I am designing a multi class classifier for 11 labels. I am using SMOTE
to tackle the sampling problem. However I face the following error:-
Error at SMOTE
from imblearn.over_sampling import SMOTE
sm = SMOTE(random_state=42)
X_res, Y_res = sm.fit_sample(X_f, Y_f)
error
~/.local/lib/python3.6/site-packages/sklearn/neighbors/base.py in kneighbors(self, X, n_neighbors, return_distance)

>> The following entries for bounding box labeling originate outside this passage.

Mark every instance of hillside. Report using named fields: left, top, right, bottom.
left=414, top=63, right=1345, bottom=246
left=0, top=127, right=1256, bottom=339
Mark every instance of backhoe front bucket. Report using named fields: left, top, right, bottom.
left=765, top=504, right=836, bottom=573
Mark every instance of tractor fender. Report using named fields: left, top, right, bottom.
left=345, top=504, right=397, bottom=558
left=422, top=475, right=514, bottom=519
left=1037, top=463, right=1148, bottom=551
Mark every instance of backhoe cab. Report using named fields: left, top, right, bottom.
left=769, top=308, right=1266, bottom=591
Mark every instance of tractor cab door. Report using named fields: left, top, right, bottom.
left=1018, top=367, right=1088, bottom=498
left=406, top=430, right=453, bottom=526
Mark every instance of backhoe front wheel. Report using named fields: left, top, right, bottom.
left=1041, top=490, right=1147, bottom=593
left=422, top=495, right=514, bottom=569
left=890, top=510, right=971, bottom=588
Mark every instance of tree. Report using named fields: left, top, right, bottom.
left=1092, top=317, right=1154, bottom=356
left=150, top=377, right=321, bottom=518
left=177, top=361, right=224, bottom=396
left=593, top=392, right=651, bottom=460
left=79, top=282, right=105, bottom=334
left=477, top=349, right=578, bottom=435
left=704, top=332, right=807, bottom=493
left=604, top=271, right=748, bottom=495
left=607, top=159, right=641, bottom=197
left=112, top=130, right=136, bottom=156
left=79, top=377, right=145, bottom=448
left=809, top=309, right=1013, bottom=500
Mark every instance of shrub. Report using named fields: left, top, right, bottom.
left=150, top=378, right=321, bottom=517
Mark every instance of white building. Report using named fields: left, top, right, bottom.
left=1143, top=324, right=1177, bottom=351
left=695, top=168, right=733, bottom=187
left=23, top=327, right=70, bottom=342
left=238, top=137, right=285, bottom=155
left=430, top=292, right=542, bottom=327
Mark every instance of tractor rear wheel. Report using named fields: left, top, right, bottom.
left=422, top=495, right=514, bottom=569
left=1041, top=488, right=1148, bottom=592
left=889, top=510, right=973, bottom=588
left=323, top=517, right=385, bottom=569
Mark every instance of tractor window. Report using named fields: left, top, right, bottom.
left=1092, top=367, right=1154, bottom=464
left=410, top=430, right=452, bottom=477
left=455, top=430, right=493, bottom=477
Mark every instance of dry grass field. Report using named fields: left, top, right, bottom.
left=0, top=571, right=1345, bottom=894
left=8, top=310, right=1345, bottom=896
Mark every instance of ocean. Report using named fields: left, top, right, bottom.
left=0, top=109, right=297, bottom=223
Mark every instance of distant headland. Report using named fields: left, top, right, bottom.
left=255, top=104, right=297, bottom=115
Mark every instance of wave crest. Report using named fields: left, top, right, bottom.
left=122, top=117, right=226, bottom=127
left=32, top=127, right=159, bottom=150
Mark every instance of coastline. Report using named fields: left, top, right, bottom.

414 "Expected n_neighbors <= n_samples, "
415 " but n_samples = %d, n_neighbors = %d" %
--> 416 (train_size, n_neighbors)
417 )
418 n_samples, _ = X.shape
ValueError: Expected n_neighbors <= n_samples, but n_samples = 1, n_neighbors = 6
Why does it say I have only 1 n_samples?
When I tried the same code for much smaller dataset of 100k rows (and only 4 labels), it ran just fine.
details about input
input parameters
X_f
array([[1.43347000e+05, 1.00000000e+00, 2.03869492e+03, ...,
1.00000000e+00, 1.00000000e+00, 1.35233019e+03],
[5.09050000e+04, 0.00000000e+00, 0.00000000e+00, ...,
5.09050000e+04, 0.00000000e+00, 5.09050000e+04],
[1.43899000e+05, 2.00000000e+00, 2.11447368e+03, ...,
1.00000000e+00, 2.00000000e+00, 1.39707767e+03],
...,
[8.50000000e+01, 0.00000000e+00, 0.00000000e+00, ...,
8.50000000e+01, 0.00000000e+00, 8.50000000e+01],
[2.33000000e+02, 4.00000000e+00, 4.90000000e+01, ...,
4.00000000e+00, 4.00000000e+00, 7.76666667e+01],
[0.00000000e+00, 0.00000000e+00, 0.00000000e+00, ...,
0.00000000e+00, 0.00000000e+00, 0.00000000e+00]])
Y_f
array([[1., 0., 0., ..., 0., 0., 0.],
[1., 0., 0., ..., 0., 0., 0.],
[1., 0., 0., ..., 0., 0., 0.],
...,
[1., 0., 0., ..., 0., 0., 0.],
[1., 0., 0., ..., 0., 0., 0.],
[0., 0., 0., ..., 0., 0., 1.]])
dimensions of input parameters
print(X_f.shape, Y_f.shape)
(2087620, 31) (2087620, 11)
my attempts to use other techniques of imblearn
package
Debugging the SMOTE fit_resample() method I know SMOTE works by synthesizing minority samples by using the Euclidean distance between the nearest neighbours of a minority data point. So I printed out the n_samples variable in the ../python3.6/site-packages/sklearn/neighbors/base.py file. It showed steadily decreasing samples from 5236 -> 103 -> 3, and then I got the error. I could not understand what is going on.
- Using
SVMSMOTE
:- Takes too long to compute (over 2days), and PC crashes. - Using
RandomOverSampler
:- Model gives poor accuracy, of 45% - Using different
sampling_strategy
:- works forminority
only. - Also of the suggestions provided here and here., unsuccessfully. I could not understand them, honestly.
- Same error was received when I reduced dataset to 100k, 1k and 5k rows.
Despite trying, I do not understand much of it. I am a newbie at sampling. Can you help me fix this problem, please?